Lorsque Mussolini décide de conquérir l’Abyssinie, Barnes, toujours citoyen anglais, est envoyé comme correspondant de guerre, mais ses chroniques sont jugées trop pro-fascistes par ses compatriotes. Incidemment, il convient de rappeler que la sympathie pour la cause italienne était exprimée à l’époque par un autre illustre correspondant de guerre, l’écrivain Evelin Waugh. Comme il le raconte dans ce mémoire, qui comprend des pages positives sur le général Rodolfo Graziani et la minimisation de l’utilisation du gaz par les Italiens, Barnes a eu l’occasion de discuter de Marinetti qu’il a rencontré sur le front italien en 1918. Malgré sa nomination comme universitaire d’Italie, il pensait qu’il était toujours « aussi jeune de cœur et toujours aussi enthousiaste ». Et il a été frappé par la définition du poète de l’entreprise africaine : « C’est une guerre futuriste dans un pays futuriste. Les routes sont construites pour et pas seulement derrière les armées qui avancent ; les habitants rejoignent les envahisseurs au lieu de les fuir ; Les rivières ont plus d’eau plus vous vous rapprochez de leurs sources ; Les soldats chantent des chansons d’amour aux femmes de l’ennemi. Et regardez le paysage ! Pourrait-il y avoir quelque chose de plus futuriste ? Dieu était un artiste futuriste quand il a fait l’Abyssinie ».

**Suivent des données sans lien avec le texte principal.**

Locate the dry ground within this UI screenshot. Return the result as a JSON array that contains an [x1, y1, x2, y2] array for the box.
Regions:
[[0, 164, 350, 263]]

Pendant la Seconde Guerre mondiale, Barnes collabore avec la radio italienne pour contrer la propagande de Radio Londres, rejoint la République sociale et continue de rencontrer Mussolini : le dernier le 10 avril 1945. Les Britanniques le qualifient de traître, ils l’incluent dans la liste de collaborateurs et d’espions et l’a traqué. Ce n’est qu’avec le début de la guerre froide qu’ils se sont désintéressés de sa figure et, ayant finalement obtenu la nationalité italienne tant convoitée, il a finalement pu réapparaître en public et s’installer définitivement à Rome.